Back in the U.S. the assembled leaders watch all of what’s taking place via satellite like it’s some sort of movie, no one taking any real action only sipping on their coffee, eating their takeout food, and putting on their worried faces. Victor Garber is the Vice President and he does a good job yelling maniacally in frustration. Jim Broadbent has an excellent intelligent deadpan, and yet as the retired “best CIA agent” the country ever had, he mostly keeps his cool while stating the obvious while everyone ogles. This depiction of American political-military efforts, if enacted in real life, would have meant our demise as a country long ago.
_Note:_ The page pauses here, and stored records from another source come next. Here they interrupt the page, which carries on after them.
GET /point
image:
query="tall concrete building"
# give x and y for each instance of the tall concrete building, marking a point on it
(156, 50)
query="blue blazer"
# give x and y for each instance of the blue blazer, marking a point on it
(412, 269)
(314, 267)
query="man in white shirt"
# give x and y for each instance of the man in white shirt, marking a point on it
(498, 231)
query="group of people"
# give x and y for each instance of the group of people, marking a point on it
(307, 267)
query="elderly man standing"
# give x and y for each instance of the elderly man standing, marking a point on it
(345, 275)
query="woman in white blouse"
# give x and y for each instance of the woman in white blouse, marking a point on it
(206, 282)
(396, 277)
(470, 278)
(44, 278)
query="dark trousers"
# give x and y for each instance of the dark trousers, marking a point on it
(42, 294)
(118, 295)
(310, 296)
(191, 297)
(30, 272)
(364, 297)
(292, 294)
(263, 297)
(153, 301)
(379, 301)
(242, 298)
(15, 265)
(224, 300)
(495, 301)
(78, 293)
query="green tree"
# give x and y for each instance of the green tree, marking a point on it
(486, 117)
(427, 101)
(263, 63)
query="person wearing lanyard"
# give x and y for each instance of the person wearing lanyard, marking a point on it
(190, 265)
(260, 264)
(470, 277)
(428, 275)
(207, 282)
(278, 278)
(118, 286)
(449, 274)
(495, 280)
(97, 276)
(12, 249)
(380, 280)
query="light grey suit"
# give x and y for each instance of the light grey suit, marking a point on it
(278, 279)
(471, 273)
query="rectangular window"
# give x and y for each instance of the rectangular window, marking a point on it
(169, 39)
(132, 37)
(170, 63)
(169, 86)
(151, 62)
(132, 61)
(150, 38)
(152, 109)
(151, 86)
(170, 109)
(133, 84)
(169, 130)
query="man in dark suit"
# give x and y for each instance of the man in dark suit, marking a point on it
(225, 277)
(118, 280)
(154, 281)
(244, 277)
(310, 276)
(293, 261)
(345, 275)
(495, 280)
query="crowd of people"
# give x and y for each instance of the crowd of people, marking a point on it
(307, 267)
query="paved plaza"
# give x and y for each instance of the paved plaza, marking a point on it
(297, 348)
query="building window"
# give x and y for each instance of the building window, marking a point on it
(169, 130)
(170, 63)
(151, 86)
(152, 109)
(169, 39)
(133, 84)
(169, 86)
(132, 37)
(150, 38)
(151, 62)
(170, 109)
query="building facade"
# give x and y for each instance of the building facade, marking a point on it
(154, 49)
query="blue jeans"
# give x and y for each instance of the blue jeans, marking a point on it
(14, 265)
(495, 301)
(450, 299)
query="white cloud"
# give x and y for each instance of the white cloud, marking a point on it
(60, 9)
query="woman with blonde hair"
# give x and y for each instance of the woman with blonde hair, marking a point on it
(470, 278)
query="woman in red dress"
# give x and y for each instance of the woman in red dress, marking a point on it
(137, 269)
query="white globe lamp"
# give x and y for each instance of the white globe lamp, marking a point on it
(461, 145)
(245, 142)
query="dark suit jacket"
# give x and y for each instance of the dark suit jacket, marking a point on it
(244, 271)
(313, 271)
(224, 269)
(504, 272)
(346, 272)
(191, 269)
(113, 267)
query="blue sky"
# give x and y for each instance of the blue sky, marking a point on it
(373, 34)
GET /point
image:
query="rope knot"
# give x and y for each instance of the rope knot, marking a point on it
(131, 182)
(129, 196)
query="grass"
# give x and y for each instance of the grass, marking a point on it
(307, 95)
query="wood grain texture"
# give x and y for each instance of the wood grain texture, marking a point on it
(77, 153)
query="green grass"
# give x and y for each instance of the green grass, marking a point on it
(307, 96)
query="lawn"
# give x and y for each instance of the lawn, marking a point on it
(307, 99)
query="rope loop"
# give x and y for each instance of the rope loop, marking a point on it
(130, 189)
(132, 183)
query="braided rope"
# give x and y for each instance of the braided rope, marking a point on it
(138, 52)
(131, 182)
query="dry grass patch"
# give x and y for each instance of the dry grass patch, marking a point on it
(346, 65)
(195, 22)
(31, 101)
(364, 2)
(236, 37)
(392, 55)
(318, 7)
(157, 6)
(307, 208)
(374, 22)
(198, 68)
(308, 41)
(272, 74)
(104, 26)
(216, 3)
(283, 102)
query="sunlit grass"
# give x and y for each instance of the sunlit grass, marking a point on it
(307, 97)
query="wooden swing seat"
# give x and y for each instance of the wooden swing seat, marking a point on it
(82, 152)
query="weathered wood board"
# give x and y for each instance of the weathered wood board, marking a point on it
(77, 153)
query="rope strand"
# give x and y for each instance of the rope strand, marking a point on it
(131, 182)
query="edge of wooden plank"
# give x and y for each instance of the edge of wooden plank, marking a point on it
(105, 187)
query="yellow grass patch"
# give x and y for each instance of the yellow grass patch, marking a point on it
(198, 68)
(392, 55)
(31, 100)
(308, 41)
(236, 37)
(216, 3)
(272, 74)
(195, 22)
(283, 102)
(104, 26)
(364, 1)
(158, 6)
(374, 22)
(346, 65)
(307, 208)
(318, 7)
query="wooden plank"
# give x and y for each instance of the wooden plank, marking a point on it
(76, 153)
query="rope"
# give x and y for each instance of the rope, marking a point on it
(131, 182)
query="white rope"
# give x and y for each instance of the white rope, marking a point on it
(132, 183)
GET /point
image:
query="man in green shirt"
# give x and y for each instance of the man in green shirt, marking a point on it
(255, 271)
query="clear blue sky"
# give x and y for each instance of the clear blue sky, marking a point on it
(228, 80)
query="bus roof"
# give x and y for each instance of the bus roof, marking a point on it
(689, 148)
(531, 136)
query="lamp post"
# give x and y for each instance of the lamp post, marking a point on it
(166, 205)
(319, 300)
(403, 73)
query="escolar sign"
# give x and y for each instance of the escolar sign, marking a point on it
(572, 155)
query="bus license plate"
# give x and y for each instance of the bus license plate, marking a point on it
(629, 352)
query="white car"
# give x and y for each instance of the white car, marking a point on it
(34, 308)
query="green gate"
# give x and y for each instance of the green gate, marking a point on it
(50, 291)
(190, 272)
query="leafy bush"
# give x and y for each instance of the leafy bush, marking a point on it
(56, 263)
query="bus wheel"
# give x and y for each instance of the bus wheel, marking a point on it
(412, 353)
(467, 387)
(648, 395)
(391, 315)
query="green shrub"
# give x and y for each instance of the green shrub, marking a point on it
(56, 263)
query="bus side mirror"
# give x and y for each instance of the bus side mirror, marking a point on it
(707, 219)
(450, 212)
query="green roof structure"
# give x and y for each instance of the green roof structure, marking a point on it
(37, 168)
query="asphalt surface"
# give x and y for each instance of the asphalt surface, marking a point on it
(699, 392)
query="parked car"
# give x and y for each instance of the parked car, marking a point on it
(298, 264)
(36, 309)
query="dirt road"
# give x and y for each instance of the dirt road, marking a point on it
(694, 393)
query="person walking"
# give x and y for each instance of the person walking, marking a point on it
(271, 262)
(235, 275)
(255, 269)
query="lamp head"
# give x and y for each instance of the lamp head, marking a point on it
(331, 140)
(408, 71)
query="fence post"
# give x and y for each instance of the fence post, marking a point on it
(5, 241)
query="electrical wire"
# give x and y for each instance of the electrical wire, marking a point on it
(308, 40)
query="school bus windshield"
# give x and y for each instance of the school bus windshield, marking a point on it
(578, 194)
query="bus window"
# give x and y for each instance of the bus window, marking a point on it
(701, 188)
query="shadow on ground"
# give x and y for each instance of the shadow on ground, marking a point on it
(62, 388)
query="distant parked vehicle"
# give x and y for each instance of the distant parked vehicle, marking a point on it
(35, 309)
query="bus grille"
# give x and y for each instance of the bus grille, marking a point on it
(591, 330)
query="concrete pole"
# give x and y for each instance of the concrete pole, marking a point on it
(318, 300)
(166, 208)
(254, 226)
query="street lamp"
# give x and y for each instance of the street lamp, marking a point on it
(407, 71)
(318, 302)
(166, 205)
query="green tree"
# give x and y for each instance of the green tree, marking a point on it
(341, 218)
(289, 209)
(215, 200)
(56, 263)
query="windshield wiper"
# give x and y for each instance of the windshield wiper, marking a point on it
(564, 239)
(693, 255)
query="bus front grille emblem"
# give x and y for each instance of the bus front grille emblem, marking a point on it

With explosions galore and enough aerial widescreen shots to make up an impressive Finland tourist video, Big Game has a fair amount of spectacle, but all of its substance lies hidden away within the treasure troves of talent possessed by its widely underutilized cast. As an actor who’s proven he can lead films to success when given enough freedom, it’s astonishing how passive a character Samuel L. Jackson plays in this film. The man isn’t even given any good one-liners to laugh at. Tommila ends up being the real star, so younger audiences may find appeal in the film, but he plays Oskari as always serious, there’s no real youthful playfulness found within the film. There’s also hardly any stakes. The terrorist should be the most frightening aspect of the film, and yet he literally has no agenda, no real reason for choosing to capture and kill the most powerful man in the world.
Big Game benefits from its location’s beauty, and it will earn a certain draw with Samuel L. Jackson on its poster, but Helander has definitely missed a chance to play up the campy action potential of Jackson, the premise, and a script with built-in inanity.